Don’t give OpenAI all the credit for GPT-3: You might have helped create the latest “astonishing” advance in AI too
The much-celebrated GPT-3 that can answer questions, write poems, and more wouldn’t be possible without content written by millions of people around the world. Shouldn’t they get some credit?
This is a blog post I originally wrote the for the People, Space, and Algorithms blog in September 2020. I’ve copied it here because I think the perspective here is a useful data points for ongoing discussions about generative AI
You may have heard about OpenAI’s “GPT-3”— an “astonishing” machine learning system that can produce impressive poems, code and op-eds. However, it wasn’t just OpenAI that built this: it was also millions of people writing, posting, and voting on content. In fact, it’s possible that you played a role in creating GPT3!
Indeed, content and data you helped generate may have been used to build AI systems like GPT-3 in the past. It’s even more likely your data will be used to build AI systems in the future. Do you deserve some of the credit for AI’s success? What about the profits (for instance, through a “data dividend”)? What might you do if you aren’t happy about the AI systems your data has helped to create?

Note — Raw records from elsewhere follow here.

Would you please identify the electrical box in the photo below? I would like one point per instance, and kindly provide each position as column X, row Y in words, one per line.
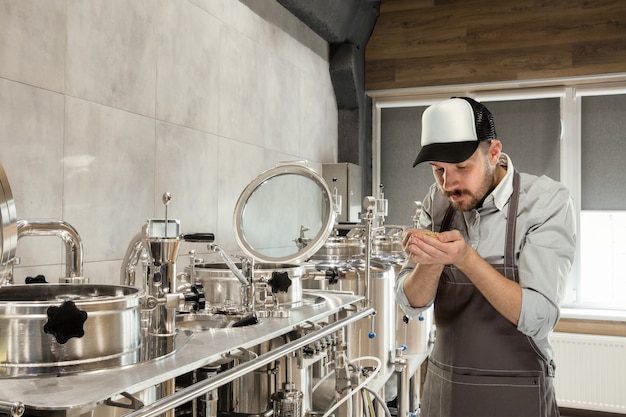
column 346, row 178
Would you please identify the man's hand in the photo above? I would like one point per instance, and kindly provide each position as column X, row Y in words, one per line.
column 426, row 247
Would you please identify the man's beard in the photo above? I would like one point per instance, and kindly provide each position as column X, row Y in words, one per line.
column 477, row 198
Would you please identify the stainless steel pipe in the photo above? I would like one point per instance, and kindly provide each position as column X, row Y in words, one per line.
column 12, row 409
column 187, row 394
column 64, row 231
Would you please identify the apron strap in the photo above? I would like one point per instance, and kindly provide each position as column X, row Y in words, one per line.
column 509, row 246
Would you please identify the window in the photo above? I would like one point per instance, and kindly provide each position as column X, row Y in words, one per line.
column 574, row 134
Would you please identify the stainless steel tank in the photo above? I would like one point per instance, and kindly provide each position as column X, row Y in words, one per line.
column 369, row 337
column 340, row 248
column 223, row 289
column 412, row 333
column 67, row 328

GPT-3, like many modern AI systems, needs to be “trained”: in order to produce text, GPT-3 needs to be fed examples of existing text. In the case of GPT-3, the training data is sourced from across the web. One source is called “WebText”, which consists of the text from webpages that were posted on Reddit and had a “karma” (“upvotes” from Reddit users minus “downvotes”) of 3 or more. Another was the English version of Wikipedia. Finally, the researchers also trained GPT-3 on a large number of published books and the “Common Crawl”, a collection of text from across the web that includes everything accessible to web-scraping bots.
If you’ve edited English Wikipedia, posted links to Reddit, voted on Reddit posts, or written text that appeared in a book or the Common Crawl, you almost certainly played a role in creating GPT-3! In a sense, you were an “employee” working on creating this widely-celebrated AI system. This is just one example of what some authors have called “data labor”, in reference that the fact that your labor (editing, reading, voting) helps create the data that fuels AI. Other examples of data labor include contributing to Wikipedia, writing restaurants reviews, and most other interactions with online platforms that can be recorded.
Wikipedia and Reddit contributions may have been especially important, as OpenAI’s researchers emphasized datasets that are “higher-quality”. Specifically, GPT-3 only looked some of the text from published books and the Common Crawl, but it looked at all of English Wikipedia and Reddit-filtered web links “2-3 times”. If you’ve edited Wikipedia, GPT-3 may have “read” your Wikipedia edit, not just once, but three times!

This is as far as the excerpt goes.